Identity / dedup (the tricky part)
Cursor shows one approval at a time → maintain a single active_prompt
(content-hash + minted elicitation_id):
- New block with a different key ⇒ surface (mint id, POST/park).
- Same key ⇒ already parked; do nothing.
- Block vanished ⇒ resolved — ours (we sent the key) or the TUI's (→ POST
external_elicitation_resolved).
Edge case: identical consecutive commands (same content key) rely on observing the
vanish-between-prompts transition. Document it; the hardening path is the hook-assisted
hybrid — borrow preToolUse's tool_use_id + exact tool_input for a stable identity and
exact card content, leaving the scraper to only answer "is a prompt on screen → send key."
Testing
- Unit: parser over captured-pane fixtures (shell / write / mcp) including key extraction;
dedup state machine driven by a fake
capturefunction. - Integration: supervisor against fake capture / send-keys — asserts POST payload, the keystroke on verdict, and un-park on a TUI-side resolve.
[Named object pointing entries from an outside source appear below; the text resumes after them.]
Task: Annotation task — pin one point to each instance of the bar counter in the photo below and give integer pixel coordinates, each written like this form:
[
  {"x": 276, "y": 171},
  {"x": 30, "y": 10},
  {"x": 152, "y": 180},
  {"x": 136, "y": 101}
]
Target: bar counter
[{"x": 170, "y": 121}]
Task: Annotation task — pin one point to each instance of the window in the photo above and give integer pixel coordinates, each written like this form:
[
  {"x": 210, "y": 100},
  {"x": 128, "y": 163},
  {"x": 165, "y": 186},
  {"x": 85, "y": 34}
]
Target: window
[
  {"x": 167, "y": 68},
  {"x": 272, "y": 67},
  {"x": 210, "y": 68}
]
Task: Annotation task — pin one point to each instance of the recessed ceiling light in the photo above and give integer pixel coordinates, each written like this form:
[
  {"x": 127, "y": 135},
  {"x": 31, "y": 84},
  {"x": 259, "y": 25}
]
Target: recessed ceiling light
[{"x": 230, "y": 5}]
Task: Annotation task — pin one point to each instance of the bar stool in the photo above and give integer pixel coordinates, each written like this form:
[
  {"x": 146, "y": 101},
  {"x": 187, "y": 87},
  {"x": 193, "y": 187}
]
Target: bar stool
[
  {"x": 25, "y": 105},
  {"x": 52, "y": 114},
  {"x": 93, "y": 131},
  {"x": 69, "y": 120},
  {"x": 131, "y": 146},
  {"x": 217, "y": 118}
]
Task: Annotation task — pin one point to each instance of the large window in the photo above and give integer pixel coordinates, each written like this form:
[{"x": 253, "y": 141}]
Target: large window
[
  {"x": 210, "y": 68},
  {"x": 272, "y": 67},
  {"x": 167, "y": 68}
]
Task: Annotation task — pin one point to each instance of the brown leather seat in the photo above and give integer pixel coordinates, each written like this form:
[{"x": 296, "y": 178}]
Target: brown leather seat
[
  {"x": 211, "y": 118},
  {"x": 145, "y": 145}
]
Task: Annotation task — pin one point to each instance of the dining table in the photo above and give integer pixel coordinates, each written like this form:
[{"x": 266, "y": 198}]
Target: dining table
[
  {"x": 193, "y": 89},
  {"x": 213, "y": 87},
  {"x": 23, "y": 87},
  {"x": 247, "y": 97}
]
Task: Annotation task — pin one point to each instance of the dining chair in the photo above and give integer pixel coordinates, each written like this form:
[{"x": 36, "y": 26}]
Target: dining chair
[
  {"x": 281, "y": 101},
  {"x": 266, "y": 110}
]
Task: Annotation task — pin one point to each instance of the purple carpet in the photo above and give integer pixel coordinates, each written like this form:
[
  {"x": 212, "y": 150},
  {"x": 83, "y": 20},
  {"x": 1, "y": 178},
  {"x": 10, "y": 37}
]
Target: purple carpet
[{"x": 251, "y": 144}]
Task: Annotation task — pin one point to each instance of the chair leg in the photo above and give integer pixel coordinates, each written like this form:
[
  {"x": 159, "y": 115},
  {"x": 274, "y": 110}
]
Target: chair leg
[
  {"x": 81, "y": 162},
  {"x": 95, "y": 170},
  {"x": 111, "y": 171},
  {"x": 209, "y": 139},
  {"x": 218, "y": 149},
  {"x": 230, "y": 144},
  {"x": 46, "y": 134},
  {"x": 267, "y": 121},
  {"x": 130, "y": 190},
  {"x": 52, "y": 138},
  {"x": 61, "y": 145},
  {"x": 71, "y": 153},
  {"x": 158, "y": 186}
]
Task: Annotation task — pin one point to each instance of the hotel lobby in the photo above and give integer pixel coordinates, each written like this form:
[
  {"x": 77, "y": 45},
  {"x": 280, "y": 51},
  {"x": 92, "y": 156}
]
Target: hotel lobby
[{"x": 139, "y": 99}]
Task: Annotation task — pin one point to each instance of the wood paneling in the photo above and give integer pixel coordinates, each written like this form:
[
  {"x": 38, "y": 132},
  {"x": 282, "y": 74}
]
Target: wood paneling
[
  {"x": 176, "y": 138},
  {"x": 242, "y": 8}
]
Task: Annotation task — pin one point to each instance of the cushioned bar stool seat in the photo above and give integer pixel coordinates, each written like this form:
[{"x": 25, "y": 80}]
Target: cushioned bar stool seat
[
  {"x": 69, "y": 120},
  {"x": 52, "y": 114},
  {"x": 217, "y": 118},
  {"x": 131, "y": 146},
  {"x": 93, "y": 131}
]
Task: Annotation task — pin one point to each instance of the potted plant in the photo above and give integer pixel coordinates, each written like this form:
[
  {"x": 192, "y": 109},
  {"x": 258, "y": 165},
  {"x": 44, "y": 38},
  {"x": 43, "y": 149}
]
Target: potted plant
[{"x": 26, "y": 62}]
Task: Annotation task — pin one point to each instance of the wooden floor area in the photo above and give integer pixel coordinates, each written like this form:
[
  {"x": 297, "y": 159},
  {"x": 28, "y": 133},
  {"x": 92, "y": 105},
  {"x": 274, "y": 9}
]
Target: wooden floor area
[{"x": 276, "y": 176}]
- E2E (gated on cursor auth): drive a real TUI in tmux — boot → trigger prompt → assert card POST → approve → assert keystroke + execution. Doubles as the cursor-upgrade regression guard.
Scope boundaries
Out of scope: "Run Everything" passthrough (v1 = approve-once / decline), byte-exact mirroring of cursor's internal classifier (impossible), suppressing the embedded raw prompt. Fragility to cursor's prompt strings is mitigated (parse advertised keys + regression test), not eliminated.
Estimated effort
Small. The tmux primitives (_capture_pane, send-keys via _run_tmux), the forwarder
supervisor pattern, the generic elicitation parking (_publish_and_wait_for_harness_elicitation
/ external_elicitation_resolved), and the frontend card all already exist on main. The new
code is a scraper supervisor + prompt parser, a thin server route, small UI-string helpers, and
the runner wiring — so a first working version lands quickly. The only meaningful additions
beyond that are parser robustness across op-types and the E2E regression guard (plus light
"re-verify on cursor upgrade" upkeep).